I risultati ottenuti attraverso lo strumento MHQ (Mind Health Quotient), una scala che valuta il benessere sociale, emotivo, cognitivo e fisico, mostrano un chiaro legame tra età di primo accesso allo smartphone e salute mentale in età adulta. Più precoce è stata l’esposizione, più bassi sono stati i punteggi. Per esempio, chi ha ricevuto il primo dispositivo a 13 anni ha ottenuto un punteggio medio di 30, ma il punteggio scende drammaticamente fino a 1 per chi lo ha avuto già a 5 anni. Allo stesso modo, la percentuale di giovani considerati in stato di disagio – ovvero con almeno cinque sintomi severi – è cresciuta del 9,5% tra le ragazze e del 7% tra i ragazzi. Il fenomeno è risultato omogeneo in tutte le regioni del mondo, confermando l’esistenza di una finestra di vulnerabilità comune nei primi anni dell’adolescenza. In particolare, le giovani donne hanno mostrato una maggiore fragilità emotiva, bassa autostima e minor resilienza, mentre nei coetanei maschi sono emerse instabilità emotiva, ridotta capacità empatica e scarsa autostima.

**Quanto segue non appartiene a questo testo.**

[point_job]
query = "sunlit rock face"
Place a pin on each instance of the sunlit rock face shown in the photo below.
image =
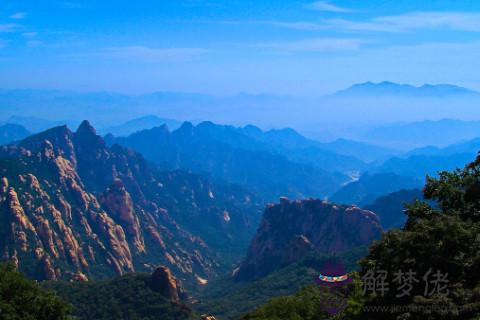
(70, 205)
(291, 229)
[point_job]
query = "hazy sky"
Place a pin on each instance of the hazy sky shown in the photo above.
(230, 46)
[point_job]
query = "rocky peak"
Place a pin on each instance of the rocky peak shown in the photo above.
(57, 141)
(118, 203)
(290, 229)
(186, 130)
(86, 128)
(164, 282)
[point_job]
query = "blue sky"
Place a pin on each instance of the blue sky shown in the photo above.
(223, 47)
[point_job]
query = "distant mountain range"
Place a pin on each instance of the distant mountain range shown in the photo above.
(74, 207)
(424, 133)
(386, 88)
(12, 132)
(138, 124)
(273, 163)
(371, 186)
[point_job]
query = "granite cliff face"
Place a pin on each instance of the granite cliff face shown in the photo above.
(73, 208)
(291, 229)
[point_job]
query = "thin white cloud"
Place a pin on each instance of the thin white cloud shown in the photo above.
(458, 21)
(317, 45)
(142, 53)
(464, 21)
(31, 34)
(18, 15)
(8, 27)
(328, 7)
(34, 43)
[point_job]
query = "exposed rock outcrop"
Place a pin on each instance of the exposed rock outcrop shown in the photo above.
(73, 208)
(292, 228)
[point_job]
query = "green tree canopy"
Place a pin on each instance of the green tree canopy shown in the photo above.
(444, 238)
(24, 299)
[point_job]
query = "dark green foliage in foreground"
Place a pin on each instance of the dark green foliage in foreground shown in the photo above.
(128, 297)
(24, 299)
(447, 239)
(228, 299)
(444, 238)
(309, 304)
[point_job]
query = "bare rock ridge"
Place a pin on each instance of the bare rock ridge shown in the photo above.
(292, 228)
(73, 208)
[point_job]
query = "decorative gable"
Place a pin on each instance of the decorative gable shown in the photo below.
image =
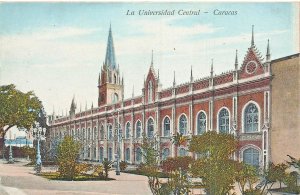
(150, 85)
(252, 64)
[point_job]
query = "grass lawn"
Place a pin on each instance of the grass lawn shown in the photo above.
(83, 177)
(138, 172)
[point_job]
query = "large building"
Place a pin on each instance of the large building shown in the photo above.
(285, 104)
(236, 102)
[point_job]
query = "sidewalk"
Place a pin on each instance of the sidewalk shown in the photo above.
(17, 179)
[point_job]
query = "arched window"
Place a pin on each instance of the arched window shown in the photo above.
(138, 129)
(110, 132)
(101, 154)
(201, 123)
(182, 152)
(95, 133)
(165, 153)
(138, 155)
(150, 128)
(251, 157)
(224, 121)
(83, 134)
(127, 155)
(95, 153)
(167, 127)
(89, 134)
(251, 118)
(127, 135)
(150, 91)
(183, 125)
(102, 132)
(110, 154)
(115, 98)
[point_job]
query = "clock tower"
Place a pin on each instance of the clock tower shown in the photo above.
(110, 84)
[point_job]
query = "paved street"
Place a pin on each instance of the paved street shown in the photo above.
(17, 179)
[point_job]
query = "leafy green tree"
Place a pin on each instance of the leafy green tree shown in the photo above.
(246, 174)
(177, 169)
(150, 166)
(216, 168)
(68, 152)
(17, 108)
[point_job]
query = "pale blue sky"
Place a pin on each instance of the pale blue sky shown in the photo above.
(57, 49)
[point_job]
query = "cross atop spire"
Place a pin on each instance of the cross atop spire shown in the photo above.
(236, 64)
(268, 56)
(152, 58)
(252, 38)
(174, 80)
(110, 59)
(191, 78)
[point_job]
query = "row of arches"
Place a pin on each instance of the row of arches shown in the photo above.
(249, 154)
(250, 123)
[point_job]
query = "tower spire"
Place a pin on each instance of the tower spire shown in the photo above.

Un’ulteriore analisi del team di Sapien Labs ha indicato che l’accesso precoce ai social media spiega circa il 40% dell’associazione tra uso infantile dello smartphone e disagio mentale in età adulta. Seguono le relazioni familiari disfunzionali, che contano per il 13%, i disturbi del sonno per il 12% e il cyberbullismo per il 10%. Secondo i ricercatori, la pandemia da COVID-19 potrebbe aver contribuito ad amplificare queste dinamiche, ma la costanza delle tendenze osservate su scala globale indica un impatto di natura più ampia e strutturale.

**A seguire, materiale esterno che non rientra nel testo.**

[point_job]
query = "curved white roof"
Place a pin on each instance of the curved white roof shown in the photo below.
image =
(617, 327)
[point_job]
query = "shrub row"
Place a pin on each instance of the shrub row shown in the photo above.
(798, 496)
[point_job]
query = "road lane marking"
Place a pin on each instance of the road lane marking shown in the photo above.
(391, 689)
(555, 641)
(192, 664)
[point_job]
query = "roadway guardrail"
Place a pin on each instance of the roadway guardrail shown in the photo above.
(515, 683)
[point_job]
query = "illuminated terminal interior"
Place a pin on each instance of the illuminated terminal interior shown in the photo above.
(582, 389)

Gli autori dello studio precisano che al momento non esistono prove conclusive di un nesso causale diretto tra possesso precoce dello smartphone e disagio psichico, ma aggiungono che “l’entità del danno potenziale è troppo grande per essere ignorata”, sostenendo che un approccio precauzionale è giustificato. Da qui l’appello a introdurre quattro azioni concrete: rendere obbligatoria l’educazione alla cittadinanza digitale e alla salute mentale, rafforzare i controlli sull’età di accesso ai social media e prevedere sanzioni per le aziende che li aggirano, limitare l’uso dei social media e introdurre restrizioni graduate per l’uso degli smartphone.

“Nel complesso – afferma Thiagarajan – queste raccomandazioni politiche mirano a proteggere la salute mentale durante le fasi più delicate dello sviluppo. Ma la loro attuazione richiederà volontà politica, efficacia nei controlli e un’azione condivisa tra più soggetti”. E sottolinea che esistono già modelli di riferimento: “negli Stati Uniti, l’accesso degli under 21 all’alcol è regolato da un sistema combinato di responsabilità genitoriale, commerciale e aziendale”.

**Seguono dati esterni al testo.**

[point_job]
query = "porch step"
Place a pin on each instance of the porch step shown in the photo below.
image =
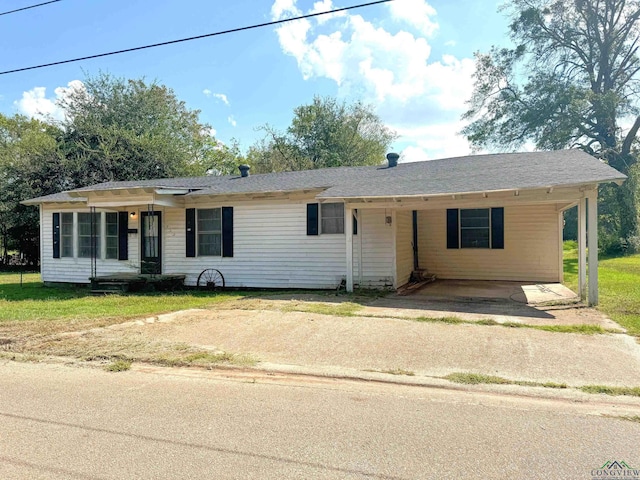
(109, 286)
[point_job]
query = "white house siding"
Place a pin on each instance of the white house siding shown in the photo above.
(531, 247)
(271, 248)
(78, 270)
(404, 248)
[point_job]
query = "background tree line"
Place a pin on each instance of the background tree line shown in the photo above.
(570, 79)
(116, 129)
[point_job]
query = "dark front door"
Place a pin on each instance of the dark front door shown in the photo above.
(151, 242)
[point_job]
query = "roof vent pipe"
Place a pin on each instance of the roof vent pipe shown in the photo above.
(244, 170)
(392, 158)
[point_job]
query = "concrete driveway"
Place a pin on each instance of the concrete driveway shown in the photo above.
(385, 336)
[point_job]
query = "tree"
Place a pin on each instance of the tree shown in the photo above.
(571, 80)
(117, 129)
(326, 133)
(30, 166)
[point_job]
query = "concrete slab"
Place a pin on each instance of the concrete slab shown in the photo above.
(426, 349)
(520, 292)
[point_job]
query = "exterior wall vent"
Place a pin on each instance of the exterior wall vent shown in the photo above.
(392, 158)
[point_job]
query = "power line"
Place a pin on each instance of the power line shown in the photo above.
(170, 42)
(30, 6)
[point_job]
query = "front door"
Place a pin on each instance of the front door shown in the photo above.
(151, 243)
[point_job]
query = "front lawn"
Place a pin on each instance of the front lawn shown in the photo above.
(33, 301)
(619, 284)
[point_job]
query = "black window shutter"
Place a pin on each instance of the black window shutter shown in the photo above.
(190, 234)
(355, 224)
(56, 235)
(227, 231)
(123, 235)
(312, 218)
(452, 228)
(497, 227)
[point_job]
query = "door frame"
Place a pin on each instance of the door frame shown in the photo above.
(146, 267)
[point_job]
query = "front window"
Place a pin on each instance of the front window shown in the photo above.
(210, 232)
(475, 228)
(88, 231)
(332, 217)
(66, 235)
(111, 235)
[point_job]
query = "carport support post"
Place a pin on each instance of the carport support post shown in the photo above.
(348, 230)
(593, 248)
(582, 250)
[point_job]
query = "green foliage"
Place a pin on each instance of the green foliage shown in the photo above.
(117, 129)
(619, 285)
(570, 80)
(118, 366)
(326, 133)
(30, 166)
(114, 129)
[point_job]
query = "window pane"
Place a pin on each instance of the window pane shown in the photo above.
(111, 240)
(85, 237)
(474, 238)
(478, 217)
(474, 228)
(332, 217)
(210, 232)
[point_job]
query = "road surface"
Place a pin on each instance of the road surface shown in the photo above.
(59, 422)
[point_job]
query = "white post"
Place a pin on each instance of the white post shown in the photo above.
(593, 248)
(582, 250)
(348, 227)
(561, 246)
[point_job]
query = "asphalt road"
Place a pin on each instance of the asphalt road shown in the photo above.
(59, 422)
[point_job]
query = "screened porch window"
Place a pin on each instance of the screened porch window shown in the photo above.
(84, 234)
(210, 232)
(111, 235)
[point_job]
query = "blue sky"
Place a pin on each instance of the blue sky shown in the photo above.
(411, 59)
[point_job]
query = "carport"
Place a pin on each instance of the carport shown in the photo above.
(520, 292)
(485, 218)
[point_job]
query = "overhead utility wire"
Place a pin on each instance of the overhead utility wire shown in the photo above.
(170, 42)
(30, 6)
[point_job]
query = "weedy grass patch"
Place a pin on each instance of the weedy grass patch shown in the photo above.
(619, 285)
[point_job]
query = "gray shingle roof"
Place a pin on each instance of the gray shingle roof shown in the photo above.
(478, 173)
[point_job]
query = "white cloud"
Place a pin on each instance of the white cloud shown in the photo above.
(416, 13)
(209, 131)
(222, 97)
(35, 104)
(280, 7)
(429, 142)
(219, 96)
(388, 64)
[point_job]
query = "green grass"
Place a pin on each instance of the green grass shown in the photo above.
(118, 366)
(607, 390)
(619, 284)
(478, 378)
(33, 301)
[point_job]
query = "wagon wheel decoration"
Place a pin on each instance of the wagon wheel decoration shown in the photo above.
(210, 279)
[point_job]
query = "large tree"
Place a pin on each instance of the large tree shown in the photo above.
(30, 165)
(571, 79)
(325, 133)
(117, 129)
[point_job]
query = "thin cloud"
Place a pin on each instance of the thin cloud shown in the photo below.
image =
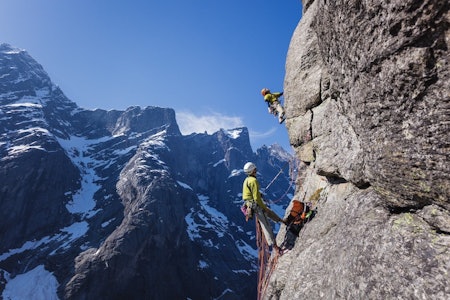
(262, 135)
(189, 122)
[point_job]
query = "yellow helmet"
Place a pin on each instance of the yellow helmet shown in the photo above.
(265, 91)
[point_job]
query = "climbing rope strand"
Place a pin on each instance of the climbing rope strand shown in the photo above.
(267, 263)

Thiagarajan conclude osservando che “le nostre evidenze indicano come il possesso di uno smartphone durante l’infanzia, vera e propria porta d’ingresso agli ambienti digitali guidati dall’intelligenza artificiale, stia compromettendo profondamente la salute mentale in età adulta, con ricadute profonde sulla capacità decisionale individuale e sul benessere sociale”. Confessa di essere rimasta sorpresa dalla forza dei risultati, ma aggiunge che “quando ci si riflette bene, diventa evidente che una mente in fase di sviluppo sia più vulnerabile all’ambiente digitale, proprio per la mancanza di esperienza e protezione”. Infine, lancia un monito: “è vero che servono ulteriori ricerche per comprendere i meccanismi causali, ma aspettare prove definitive rischia di farci perdere la finestra utile per agire in modo preventivo”.